NAVCAST ultimate goal is to enhance user performance. User accuracy and convergence time achievable using NAVCAST corrections were tested using a PPP engine. The PPP engine, dual frequency, ionosphere free observations, estimates the local troposphere delays and fixes the carrier phase integer ambiguities and improves user position accuracy. The data used for visualization was recorded on October 18th 2018.

How good are NAVCAST clocks and orbits?

NAVCAST Galileo and GPS precise orbits and clocks have been compared to two IGS multi-GNSS (CODE and GFZ) centres over a one week period.

Tests were conducted in a fully realistic testing environment of the unmodified clock estimation software in real-time using 90 stations worldwide. Pre-stored observation data from all stations were used for generation of high-quality orbit solutions, 3-day arcs were processed and the central days were used for the assessment. GPS and Galileo orbits determined from the same network were also used as input for clock estimation.

Reference Stations used to generate R/T corrections

Orbit Accuracy, each millimetre counts!

We show the root-mean-square (RMS) orbit differences in radial (R), along-track (A) and cross-track (C) directions, the 3D errors direction and the “orbit-only-signal-in space range error” SISRE(orb).

SISRE(orb) constitutes a commonly acknowledged metric for orbit accuracy assessment and can directly be used to assess the impact of GNSS orbit errors on the user positioning performance.

We compared the benchmark NAVCAST orbit against two IGS multi-GNSS (CODE,GFZ) orbit products. Results show NAVCAST orbit determination accuracy is below 5cm RMS for individual components (R,A,C), 3D and the SISRE(orb):

Clock Accuracy, just wait a nanosecond …

For clock accuracy evaluation, we decided to follow the common practice of IGS clock product comparisons, to remove an epoch-wise constellation-mean clock difference and satellite specific clock biases. Here we also show the geographically averaged signal-in-space range error (SISRE) as a more appropriate performance measure than the actual clock difference (ΔClk).

We compared the benchmark NAVCAST clock against two IGS multi-GNSS (CODE, GFZ) clock products. Results show NAVCAST clock estimation accuracy is below 0.2ns RMS for ΔClk and the SISRE:

NAVCAST grows, welcome Biases!

Two new functionalities will be soon included in the NAVCAST core processor: Code and Phase biases. The code biases will allow satellite clock offset information, determined from a specific set of signals and frequencies, to be translated to other set of frequencies tracked by the receiver. The phase bias will fasten the ambiguity fix and users will obtain the ultimate accuracy within the shortest period of time.
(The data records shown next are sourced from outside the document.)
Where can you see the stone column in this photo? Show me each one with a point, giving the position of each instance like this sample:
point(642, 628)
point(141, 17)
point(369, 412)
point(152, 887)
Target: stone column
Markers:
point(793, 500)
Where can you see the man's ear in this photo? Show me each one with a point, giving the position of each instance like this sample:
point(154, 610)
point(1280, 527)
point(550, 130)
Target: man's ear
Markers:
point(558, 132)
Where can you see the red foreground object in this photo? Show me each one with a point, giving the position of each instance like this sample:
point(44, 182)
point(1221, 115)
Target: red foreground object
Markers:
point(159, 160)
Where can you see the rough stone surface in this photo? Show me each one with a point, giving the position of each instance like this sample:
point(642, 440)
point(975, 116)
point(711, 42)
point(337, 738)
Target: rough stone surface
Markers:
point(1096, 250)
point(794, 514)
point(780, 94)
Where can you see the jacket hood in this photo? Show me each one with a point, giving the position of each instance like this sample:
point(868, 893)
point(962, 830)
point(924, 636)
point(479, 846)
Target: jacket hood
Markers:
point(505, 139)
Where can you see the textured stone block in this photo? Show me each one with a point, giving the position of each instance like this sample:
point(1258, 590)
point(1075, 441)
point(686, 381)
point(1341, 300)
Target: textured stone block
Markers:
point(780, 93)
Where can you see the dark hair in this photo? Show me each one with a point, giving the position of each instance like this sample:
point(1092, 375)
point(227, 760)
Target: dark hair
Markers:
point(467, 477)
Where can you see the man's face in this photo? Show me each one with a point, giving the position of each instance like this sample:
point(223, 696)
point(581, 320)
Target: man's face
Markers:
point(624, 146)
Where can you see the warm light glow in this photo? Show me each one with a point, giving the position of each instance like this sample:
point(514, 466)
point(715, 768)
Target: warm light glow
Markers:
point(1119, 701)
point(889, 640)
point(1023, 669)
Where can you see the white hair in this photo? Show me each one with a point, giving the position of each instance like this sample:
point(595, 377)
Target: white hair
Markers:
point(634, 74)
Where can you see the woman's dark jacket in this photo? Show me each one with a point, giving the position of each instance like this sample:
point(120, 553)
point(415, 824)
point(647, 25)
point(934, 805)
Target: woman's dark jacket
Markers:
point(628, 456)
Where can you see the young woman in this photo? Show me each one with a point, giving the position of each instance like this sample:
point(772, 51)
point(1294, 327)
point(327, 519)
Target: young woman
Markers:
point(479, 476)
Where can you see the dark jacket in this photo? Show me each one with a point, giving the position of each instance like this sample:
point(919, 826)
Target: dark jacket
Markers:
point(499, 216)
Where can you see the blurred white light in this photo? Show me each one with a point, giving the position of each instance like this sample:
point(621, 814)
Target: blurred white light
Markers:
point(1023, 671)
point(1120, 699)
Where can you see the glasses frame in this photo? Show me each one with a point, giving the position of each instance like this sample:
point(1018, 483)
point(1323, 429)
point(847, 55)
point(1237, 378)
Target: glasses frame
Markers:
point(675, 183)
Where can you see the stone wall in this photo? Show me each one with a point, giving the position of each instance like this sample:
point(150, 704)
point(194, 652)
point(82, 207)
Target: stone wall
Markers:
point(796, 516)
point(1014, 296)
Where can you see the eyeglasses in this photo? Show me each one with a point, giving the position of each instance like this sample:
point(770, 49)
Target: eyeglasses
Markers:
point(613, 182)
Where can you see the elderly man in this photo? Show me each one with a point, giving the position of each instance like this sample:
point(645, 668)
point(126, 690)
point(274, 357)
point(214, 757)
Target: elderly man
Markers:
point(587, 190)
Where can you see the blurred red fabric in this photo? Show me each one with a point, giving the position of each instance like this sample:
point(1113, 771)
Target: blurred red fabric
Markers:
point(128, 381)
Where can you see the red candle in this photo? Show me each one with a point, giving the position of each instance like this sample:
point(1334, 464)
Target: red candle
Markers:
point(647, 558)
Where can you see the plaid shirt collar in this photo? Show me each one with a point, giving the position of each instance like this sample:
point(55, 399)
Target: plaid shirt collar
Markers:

The test performed with the newly available NAVCAST core processors for code biases (DCB) show accuracy (1 sigma) better than 10cm (0.33ns) when compared to IGS reference products (DLRMGX and CASMGX). The comparison between the two references is also in the same range as NAVCAST:

NAVCAST phase bias processor was confronted to similar tests. The ionospheric free linear combinations of the phase biases have been compared with a reference phase bias solution obtained with a larger network since no accepted references are available for phase biases. Results show that the phase biases accuracy (1 sigma) are below 0.5 cm.

Don’t stop the clock!

NAVCAST is fast. The latency on clock estimation is key for a real time service as NAVCAST. We have measured the time RETICLE needs to output a clock estimate depending on the number of stations. Results are below 1 second for a 90 stations network.